Whenever a series of murders go unsolved and unpunished, there is an inherent drive and fascination to find the culprit because we want that person to be brought to justice. That drive is only further infuriating when the suspect takes it upon himself to delude the masses and set his own mystery almost as a challenge to the public. Jack the Ripper, of course, was the infamous, unapprehended killer that haunted Britain in the late 19th century and then there was the Zodiac killer in California in the 1960s and 1970s.
David Fincher’s Zodiac chronicles the real-life events of the latter case and focuses not so much on the serial killer himself but more on the paranoia and intrigue it instilled in the people who tried to solve the case. What made it more taunting and frustrating is that the Zodiac killer, in narcissistic fashion, sparked the fascination towards himself. He sent letters to the police and the San Francisco Chronicle, sending ciphers and encrypted letters and daring the investigators to crack his identity.
The film opens with a series of rather chilling and bloody killings at the hands of the Zodiac from 1969 to 1971. One would expect the director, David Fincher of Se7en, to push further with the gruesome factor but Fincher wisely chooses to be more tasteful in depicting these real-life murders that spanned across different counties throughout the state of California. The acts are cold and merciless but the camera does not linger there.
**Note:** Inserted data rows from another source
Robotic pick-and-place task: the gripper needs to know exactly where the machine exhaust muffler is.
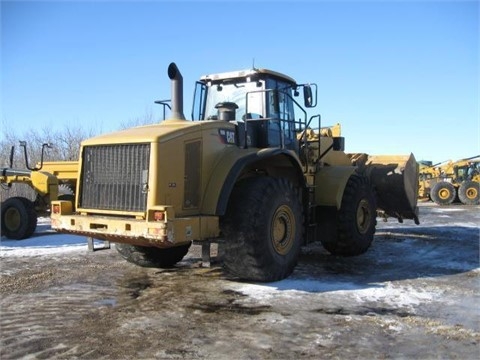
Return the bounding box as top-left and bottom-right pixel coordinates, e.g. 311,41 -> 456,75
168,62 -> 185,120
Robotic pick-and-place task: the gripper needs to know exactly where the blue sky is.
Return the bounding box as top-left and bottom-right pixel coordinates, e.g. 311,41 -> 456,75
1,1 -> 480,162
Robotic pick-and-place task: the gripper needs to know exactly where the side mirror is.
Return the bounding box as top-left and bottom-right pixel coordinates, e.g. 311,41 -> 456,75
303,85 -> 314,107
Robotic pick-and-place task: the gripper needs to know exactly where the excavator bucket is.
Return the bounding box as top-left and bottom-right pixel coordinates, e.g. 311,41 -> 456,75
348,154 -> 420,225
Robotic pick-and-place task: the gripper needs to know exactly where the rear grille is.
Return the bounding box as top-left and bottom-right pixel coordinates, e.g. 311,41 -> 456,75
80,144 -> 150,211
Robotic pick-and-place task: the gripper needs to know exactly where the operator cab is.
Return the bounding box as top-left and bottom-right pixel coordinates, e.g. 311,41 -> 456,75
192,69 -> 316,150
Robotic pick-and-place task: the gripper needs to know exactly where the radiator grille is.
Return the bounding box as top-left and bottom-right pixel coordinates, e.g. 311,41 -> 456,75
80,144 -> 150,211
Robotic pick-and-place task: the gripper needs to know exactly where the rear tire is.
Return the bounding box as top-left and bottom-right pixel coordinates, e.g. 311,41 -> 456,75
115,243 -> 191,268
321,175 -> 377,256
458,180 -> 480,205
430,181 -> 457,205
1,197 -> 37,240
222,177 -> 303,282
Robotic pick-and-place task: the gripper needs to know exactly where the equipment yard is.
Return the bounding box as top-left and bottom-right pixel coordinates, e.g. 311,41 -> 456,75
0,203 -> 480,360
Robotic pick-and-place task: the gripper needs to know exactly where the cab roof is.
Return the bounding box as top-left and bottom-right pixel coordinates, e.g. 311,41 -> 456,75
200,69 -> 297,85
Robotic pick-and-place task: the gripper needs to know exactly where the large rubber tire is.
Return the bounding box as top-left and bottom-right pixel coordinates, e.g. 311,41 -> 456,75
320,174 -> 377,256
1,197 -> 37,240
221,177 -> 303,282
458,180 -> 480,205
430,181 -> 457,205
115,243 -> 191,268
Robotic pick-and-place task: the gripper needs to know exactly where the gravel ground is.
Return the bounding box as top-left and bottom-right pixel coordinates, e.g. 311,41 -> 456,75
0,203 -> 480,360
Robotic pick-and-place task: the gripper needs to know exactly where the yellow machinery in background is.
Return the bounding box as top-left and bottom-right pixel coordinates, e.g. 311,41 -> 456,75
419,155 -> 480,205
0,142 -> 78,240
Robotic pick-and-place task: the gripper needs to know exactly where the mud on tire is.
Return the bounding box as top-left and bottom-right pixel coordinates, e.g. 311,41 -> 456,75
458,180 -> 480,205
321,174 -> 377,256
430,181 -> 457,205
221,177 -> 303,282
1,197 -> 37,240
115,243 -> 191,268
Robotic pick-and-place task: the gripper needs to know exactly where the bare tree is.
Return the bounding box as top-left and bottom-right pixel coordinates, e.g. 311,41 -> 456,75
0,124 -> 95,168
120,107 -> 164,130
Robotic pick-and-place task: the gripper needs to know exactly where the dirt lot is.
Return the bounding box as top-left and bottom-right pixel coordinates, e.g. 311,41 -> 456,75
0,204 -> 480,359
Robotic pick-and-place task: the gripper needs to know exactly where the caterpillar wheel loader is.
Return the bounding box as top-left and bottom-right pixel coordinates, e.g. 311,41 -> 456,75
0,141 -> 78,240
419,155 -> 480,205
51,63 -> 419,282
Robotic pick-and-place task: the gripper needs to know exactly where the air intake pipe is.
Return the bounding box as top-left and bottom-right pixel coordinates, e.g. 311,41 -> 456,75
168,63 -> 185,120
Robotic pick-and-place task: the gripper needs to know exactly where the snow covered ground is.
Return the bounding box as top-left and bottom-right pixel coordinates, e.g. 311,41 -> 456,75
0,203 -> 480,359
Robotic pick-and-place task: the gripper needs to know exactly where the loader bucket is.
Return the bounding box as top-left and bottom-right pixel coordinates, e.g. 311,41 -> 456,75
349,154 -> 420,225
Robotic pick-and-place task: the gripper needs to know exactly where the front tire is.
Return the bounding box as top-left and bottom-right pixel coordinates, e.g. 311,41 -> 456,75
458,180 -> 480,205
222,177 -> 303,282
321,174 -> 377,256
1,197 -> 37,240
115,243 -> 191,269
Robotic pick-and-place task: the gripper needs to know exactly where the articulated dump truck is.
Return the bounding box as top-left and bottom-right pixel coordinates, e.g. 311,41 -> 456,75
0,141 -> 78,240
51,63 -> 418,281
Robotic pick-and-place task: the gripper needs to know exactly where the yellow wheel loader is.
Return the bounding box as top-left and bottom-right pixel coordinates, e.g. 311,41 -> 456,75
0,141 -> 78,240
51,63 -> 419,281
419,155 -> 480,205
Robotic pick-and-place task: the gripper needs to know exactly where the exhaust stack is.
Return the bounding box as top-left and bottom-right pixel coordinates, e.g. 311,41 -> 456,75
168,62 -> 185,120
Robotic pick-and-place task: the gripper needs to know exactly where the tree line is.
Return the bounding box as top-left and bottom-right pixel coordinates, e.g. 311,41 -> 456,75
0,109 -> 161,169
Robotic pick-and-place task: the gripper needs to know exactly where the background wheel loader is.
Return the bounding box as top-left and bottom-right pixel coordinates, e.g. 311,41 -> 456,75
419,155 -> 480,205
51,63 -> 419,281
0,141 -> 78,240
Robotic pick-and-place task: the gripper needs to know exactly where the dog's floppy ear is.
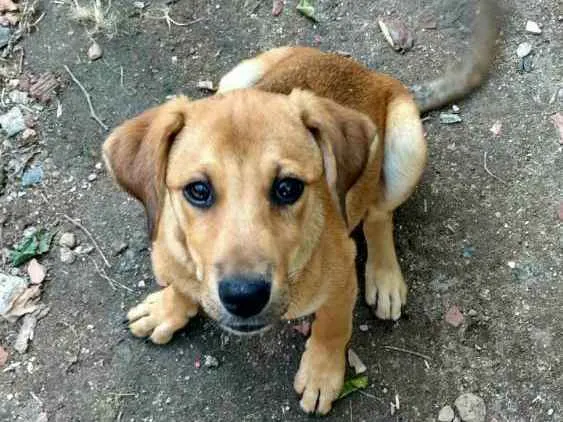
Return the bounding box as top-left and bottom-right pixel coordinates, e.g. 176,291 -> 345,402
290,89 -> 377,221
102,97 -> 188,239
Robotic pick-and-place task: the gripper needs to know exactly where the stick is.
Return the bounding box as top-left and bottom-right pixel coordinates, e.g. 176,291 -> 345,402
64,64 -> 108,130
63,214 -> 111,268
383,346 -> 432,361
92,260 -> 135,293
483,151 -> 508,185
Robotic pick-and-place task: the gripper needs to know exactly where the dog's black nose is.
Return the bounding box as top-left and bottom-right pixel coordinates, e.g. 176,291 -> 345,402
219,276 -> 271,318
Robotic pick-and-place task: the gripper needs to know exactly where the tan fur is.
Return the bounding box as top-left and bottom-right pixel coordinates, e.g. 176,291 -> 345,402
103,0 -> 500,414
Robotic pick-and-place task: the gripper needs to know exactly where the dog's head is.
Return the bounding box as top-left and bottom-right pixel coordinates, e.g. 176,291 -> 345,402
104,90 -> 376,332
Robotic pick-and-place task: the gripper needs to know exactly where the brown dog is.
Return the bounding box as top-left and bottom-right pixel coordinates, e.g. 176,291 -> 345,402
103,0 -> 496,414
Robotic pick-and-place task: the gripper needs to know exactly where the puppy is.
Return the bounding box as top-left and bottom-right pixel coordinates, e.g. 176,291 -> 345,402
103,0 -> 497,414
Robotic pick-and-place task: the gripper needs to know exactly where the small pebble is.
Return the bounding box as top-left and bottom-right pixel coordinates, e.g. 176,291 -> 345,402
438,406 -> 455,422
516,42 -> 532,58
59,232 -> 76,249
87,41 -> 103,61
526,21 -> 541,35
440,113 -> 463,125
454,393 -> 487,422
74,244 -> 94,255
60,246 -> 76,264
203,355 -> 219,368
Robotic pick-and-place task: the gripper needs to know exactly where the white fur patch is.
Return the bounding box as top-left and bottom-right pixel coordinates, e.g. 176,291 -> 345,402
217,60 -> 264,93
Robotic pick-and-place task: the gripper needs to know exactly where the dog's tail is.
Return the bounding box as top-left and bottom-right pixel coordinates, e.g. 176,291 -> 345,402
410,0 -> 500,113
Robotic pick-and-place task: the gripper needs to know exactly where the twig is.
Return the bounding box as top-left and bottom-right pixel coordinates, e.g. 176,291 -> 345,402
63,214 -> 111,268
383,346 -> 432,361
92,260 -> 135,293
64,64 -> 108,130
483,151 -> 508,184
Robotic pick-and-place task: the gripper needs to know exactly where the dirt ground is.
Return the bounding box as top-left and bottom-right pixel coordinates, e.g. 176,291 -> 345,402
0,0 -> 563,422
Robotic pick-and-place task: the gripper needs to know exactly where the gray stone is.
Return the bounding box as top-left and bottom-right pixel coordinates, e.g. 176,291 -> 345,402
0,273 -> 27,314
0,107 -> 26,137
454,393 -> 487,422
438,406 -> 455,422
0,26 -> 12,48
60,246 -> 76,264
59,232 -> 76,249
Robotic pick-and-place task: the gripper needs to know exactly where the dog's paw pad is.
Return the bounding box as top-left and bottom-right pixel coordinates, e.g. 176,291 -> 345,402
294,349 -> 345,415
366,272 -> 407,321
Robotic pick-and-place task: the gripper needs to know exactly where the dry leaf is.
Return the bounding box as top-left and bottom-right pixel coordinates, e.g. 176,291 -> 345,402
348,349 -> 368,375
272,0 -> 284,16
27,258 -> 47,284
14,314 -> 37,353
3,284 -> 41,322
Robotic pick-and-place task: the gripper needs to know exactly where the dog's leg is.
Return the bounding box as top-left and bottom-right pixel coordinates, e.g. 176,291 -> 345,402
364,208 -> 407,320
294,268 -> 357,415
127,286 -> 198,344
364,96 -> 426,320
217,47 -> 292,94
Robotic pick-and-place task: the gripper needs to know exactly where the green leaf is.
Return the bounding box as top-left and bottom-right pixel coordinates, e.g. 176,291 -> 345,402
297,0 -> 319,22
338,375 -> 368,399
10,230 -> 54,267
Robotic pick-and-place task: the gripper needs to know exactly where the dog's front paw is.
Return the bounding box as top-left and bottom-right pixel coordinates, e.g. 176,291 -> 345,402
127,286 -> 198,344
294,340 -> 346,415
366,263 -> 407,321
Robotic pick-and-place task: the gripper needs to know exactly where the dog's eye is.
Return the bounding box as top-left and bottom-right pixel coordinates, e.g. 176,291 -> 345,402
270,177 -> 305,205
184,181 -> 215,208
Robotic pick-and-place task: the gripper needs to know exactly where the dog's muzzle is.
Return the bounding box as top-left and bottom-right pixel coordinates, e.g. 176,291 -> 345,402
218,275 -> 272,333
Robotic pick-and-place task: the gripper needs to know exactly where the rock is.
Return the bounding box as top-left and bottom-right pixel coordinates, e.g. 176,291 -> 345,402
60,246 -> 76,264
377,18 -> 414,53
87,41 -> 103,61
111,241 -> 129,256
73,244 -> 94,255
440,113 -> 463,125
516,42 -> 532,58
59,232 -> 77,249
0,273 -> 27,314
0,107 -> 26,137
526,21 -> 541,35
22,128 -> 37,141
0,26 -> 12,48
8,89 -> 29,104
21,164 -> 43,188
203,355 -> 219,368
438,406 -> 455,422
454,393 -> 487,422
444,305 -> 464,328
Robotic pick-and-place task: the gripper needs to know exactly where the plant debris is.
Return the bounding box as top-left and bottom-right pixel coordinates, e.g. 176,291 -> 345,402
377,18 -> 414,53
297,0 -> 319,22
10,230 -> 54,267
348,348 -> 368,375
337,375 -> 368,400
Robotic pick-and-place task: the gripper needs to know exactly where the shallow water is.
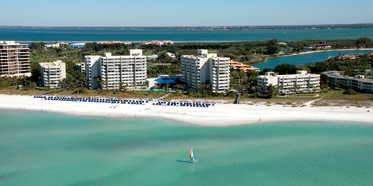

From that point on, Zodiac turns into a straightforward police procedural that spans several decades and one of the most impressive qualities of the screenplay by James Vanderbilt, who adapted from Robert Graysmith’s original novel, is its narrative clarity. There is a labyrinth of clues that the detectives and reporters follow all throughout the film’s 160-minute runtime and we are never confused as to how the characters arrive at their conclusions and theories throughout the investigation. And though the story does provide its own theory of its prime suspect, it does not make the blunder that the Jack the Ripper film, From Hell, made in providing a pat resolution that gave the illusion that the killer was actually fingered.